October 6, 2010

"The Pitmen Painters" Is a Vivid Display of Art


My husband K declined when I invited him to see The Pitmen Painters, the latest British import that opened last week at the Manhattan Theatre Club’s Samuel J. Friedman Theatre. He said the show sounded too much like Billy Elliot.  And, having seen that musical about the miner’s son who becomes a ballet dancer here and in London, K said he didn’t need to see the same story again.

I got what he was saying. The Pitmen Painters, a stage adaptation of a book about real-life coal miners who were celebrated as artists during the 1930s and ‘40s, isn’t a musical but it was written by Lee Hall, who also did the book for Billy Elliot.  And, once again, Hall takes on the theme of the transformative power of art. 

Hall, who grew up in Britain’s coal country, is, at heart, a cultural populist, set on making the case that art isn’t just an elitist thing but can be appreciated and created by working class people. As one line in the play says, “Art belongs to everyone.”

That message resonates with me.  As does The Pitmen Painters. 

The play divides the miners’ tale into two parts.  The first act sketches out how the men discovered the joy of expressing themselves on canvas after a professor they recruited to tutor them in a continuing-ed style class decided that the best way to teach them about art was to have them make it. The second act focuses on the challenges the miners faced once their work was taken up by the art cognoscenti.

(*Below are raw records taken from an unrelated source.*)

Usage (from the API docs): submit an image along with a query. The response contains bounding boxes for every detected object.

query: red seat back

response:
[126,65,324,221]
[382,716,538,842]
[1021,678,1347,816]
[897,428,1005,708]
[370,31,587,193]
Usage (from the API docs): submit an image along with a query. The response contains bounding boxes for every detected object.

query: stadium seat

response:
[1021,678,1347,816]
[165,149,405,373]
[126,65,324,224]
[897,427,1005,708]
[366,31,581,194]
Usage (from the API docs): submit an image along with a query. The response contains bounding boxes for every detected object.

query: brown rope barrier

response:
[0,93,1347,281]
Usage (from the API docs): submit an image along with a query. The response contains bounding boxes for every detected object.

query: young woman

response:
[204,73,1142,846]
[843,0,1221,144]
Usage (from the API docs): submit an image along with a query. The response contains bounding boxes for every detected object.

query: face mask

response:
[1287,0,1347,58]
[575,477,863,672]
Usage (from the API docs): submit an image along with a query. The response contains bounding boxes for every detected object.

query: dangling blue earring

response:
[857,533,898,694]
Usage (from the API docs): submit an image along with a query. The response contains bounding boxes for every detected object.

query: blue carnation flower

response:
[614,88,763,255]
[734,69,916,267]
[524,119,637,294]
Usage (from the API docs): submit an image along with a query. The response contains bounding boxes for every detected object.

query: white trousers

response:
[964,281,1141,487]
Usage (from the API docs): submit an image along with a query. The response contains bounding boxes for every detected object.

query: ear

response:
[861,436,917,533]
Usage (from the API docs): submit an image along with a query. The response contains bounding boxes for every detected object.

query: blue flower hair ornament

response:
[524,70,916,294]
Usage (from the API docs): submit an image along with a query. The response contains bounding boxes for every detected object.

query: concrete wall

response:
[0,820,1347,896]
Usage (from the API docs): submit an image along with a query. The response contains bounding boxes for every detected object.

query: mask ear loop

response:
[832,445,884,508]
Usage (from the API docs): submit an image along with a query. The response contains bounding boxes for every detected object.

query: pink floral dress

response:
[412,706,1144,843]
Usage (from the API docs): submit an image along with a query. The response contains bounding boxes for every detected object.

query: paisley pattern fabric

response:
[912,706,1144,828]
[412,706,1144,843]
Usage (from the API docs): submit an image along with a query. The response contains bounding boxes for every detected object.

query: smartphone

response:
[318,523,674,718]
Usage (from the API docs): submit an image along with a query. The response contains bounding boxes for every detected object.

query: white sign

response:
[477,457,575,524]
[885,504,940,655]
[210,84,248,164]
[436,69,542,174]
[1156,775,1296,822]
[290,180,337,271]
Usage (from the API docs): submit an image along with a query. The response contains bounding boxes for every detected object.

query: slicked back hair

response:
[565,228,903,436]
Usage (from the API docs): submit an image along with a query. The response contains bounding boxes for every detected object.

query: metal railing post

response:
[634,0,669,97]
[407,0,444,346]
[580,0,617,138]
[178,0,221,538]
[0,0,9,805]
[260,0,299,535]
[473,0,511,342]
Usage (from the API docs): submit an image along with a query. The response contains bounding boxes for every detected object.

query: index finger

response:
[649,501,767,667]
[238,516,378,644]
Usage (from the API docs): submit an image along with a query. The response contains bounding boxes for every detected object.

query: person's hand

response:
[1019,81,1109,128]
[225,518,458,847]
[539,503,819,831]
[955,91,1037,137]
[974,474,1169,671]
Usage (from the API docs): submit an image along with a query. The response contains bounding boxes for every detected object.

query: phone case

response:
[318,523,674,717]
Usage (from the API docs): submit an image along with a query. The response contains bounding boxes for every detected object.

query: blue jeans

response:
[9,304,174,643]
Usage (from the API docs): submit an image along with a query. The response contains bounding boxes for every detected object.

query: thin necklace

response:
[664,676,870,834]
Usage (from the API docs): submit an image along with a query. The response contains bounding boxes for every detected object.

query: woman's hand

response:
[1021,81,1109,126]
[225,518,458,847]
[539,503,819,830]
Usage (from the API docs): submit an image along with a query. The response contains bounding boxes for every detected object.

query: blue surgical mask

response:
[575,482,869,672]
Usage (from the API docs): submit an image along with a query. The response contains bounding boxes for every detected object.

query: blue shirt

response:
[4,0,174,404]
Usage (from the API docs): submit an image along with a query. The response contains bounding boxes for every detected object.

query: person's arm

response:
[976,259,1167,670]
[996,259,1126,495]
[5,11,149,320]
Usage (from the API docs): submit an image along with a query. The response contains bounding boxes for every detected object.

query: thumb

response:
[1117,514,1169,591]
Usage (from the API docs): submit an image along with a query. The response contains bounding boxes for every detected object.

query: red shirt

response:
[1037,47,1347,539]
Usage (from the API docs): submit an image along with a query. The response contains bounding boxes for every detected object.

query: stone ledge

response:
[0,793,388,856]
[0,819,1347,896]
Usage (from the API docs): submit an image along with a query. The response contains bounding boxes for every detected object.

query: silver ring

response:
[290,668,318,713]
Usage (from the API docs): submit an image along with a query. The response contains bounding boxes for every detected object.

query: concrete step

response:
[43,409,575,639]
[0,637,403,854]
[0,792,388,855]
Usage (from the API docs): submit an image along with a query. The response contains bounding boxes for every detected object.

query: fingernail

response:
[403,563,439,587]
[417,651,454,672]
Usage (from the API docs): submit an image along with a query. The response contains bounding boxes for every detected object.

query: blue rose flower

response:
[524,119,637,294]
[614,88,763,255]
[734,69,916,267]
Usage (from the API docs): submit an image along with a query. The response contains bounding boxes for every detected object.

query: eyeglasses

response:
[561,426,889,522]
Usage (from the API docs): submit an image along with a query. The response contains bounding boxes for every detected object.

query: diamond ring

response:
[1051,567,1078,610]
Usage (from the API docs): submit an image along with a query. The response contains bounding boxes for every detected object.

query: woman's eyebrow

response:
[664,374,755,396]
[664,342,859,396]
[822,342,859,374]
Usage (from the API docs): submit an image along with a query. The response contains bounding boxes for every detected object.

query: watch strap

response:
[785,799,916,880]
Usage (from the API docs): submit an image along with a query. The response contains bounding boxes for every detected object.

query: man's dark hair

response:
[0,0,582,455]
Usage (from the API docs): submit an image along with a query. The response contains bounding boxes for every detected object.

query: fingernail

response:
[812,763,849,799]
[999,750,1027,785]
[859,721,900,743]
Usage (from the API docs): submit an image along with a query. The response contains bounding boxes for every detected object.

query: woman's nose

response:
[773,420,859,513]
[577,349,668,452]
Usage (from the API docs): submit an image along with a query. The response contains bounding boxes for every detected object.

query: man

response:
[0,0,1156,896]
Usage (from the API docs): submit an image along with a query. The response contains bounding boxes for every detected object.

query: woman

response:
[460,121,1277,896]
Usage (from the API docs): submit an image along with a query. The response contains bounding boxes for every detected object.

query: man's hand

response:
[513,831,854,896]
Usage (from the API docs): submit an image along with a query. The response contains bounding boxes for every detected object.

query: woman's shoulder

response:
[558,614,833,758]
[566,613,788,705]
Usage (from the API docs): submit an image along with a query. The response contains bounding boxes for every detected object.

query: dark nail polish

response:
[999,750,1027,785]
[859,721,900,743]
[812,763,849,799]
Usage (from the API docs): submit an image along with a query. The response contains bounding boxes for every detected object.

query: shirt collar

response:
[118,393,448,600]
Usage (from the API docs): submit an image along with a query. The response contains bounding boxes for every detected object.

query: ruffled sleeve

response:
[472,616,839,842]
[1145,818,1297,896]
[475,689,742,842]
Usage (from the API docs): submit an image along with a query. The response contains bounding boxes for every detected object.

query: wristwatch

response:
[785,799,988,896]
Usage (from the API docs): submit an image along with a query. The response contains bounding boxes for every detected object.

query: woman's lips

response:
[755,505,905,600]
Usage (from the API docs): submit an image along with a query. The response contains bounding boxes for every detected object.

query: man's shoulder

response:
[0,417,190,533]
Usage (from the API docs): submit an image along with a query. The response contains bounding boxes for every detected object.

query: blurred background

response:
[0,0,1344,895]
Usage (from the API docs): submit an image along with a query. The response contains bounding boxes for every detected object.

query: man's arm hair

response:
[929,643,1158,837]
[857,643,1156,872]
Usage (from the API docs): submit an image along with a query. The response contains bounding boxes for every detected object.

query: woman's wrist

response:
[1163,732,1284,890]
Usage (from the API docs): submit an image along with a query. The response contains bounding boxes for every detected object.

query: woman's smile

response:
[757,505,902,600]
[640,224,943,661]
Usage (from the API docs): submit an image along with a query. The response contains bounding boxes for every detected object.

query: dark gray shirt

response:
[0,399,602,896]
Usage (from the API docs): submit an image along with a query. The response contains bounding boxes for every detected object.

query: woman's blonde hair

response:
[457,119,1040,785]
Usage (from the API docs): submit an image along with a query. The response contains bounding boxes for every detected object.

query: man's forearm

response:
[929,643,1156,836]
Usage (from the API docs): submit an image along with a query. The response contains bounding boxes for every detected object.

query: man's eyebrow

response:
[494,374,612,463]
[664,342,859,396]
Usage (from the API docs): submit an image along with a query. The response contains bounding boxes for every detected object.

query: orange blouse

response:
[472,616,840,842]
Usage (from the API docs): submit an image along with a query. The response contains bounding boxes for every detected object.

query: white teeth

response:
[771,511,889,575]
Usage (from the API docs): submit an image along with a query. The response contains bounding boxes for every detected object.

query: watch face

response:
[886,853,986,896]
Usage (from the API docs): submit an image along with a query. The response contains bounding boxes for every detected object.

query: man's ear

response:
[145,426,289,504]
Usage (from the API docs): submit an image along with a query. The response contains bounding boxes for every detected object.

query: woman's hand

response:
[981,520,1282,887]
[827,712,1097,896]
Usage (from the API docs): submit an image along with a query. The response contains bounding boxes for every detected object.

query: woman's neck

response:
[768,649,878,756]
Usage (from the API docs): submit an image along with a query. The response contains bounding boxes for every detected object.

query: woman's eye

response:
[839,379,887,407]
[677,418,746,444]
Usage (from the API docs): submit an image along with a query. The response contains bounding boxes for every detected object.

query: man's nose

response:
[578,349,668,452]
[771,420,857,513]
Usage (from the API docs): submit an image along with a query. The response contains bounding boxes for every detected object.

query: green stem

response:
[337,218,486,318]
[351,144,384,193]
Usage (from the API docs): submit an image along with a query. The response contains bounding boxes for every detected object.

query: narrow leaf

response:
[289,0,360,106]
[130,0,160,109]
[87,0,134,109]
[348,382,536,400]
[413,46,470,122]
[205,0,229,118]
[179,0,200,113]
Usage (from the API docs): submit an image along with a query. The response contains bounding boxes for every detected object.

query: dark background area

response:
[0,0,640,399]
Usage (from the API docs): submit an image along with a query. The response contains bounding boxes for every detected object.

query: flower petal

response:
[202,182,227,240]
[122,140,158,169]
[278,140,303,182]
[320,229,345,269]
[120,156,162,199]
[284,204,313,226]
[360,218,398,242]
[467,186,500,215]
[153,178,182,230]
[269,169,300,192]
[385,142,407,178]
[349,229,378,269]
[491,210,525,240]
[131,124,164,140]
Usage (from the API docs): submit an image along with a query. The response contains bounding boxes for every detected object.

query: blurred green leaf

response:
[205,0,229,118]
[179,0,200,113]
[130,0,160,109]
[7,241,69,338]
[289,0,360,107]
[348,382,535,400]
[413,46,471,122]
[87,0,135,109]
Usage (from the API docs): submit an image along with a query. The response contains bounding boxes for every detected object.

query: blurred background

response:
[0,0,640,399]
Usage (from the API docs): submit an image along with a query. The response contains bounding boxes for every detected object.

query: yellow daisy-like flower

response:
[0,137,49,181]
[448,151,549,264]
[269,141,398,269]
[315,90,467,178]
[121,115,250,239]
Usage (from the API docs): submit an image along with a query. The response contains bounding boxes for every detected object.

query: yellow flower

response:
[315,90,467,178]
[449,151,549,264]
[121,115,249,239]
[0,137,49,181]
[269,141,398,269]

The eight-member cast, brought over intact from a successful run at London’s National Theatre and beautifully directed by Max Roberts, is superb in both acts. But the first is more fun. It’s filled with good-natured humor as the miners make their first forays into the art world.  And there are soul-stirring moments as their understanding and love of art deepens. As an added bonus, copies of the paintings the real miners made are projected on the overhead screens that are a central part of Gary McCann’s understated but effective design. 

The second act gets more serious and, at times, pedantic as Hall repeatedly drives home another of his favorite themes: the breach between Britain’s upper and lower classes.  The succession of soapbox speeches exhausts some listeners. Many of the critics say the play would be a masterpiece if it had ended with the intermission curtain (click here to read some of those reviews). 

Yet I liked a lot of that second act.  Yes, the upbeat energy flags a little but Hall isn’t afraid to use some of that time up on the soapbox to spout off about some less-feel-good—but still important—stuff like the way the people who became the miners’ patrons also patronized them. Or the way the most gifted of the miners wrestled with the fear that his talent would isolate him in a no man’s land between the two classes.  

Maybe it’s because my story—a poor kid whose passport to the wider world was marked by books, art and, of course, theater—isn’t so far from the miners’ story.  But from the first to the last, The Pitmen Painters rang true to me.  I suppose it is what's often dismissed as middlebrow entertainment. But that is pretty much the location of my brow—and those of the intellectually curious and courageous men who inspired The Pitmen Painters.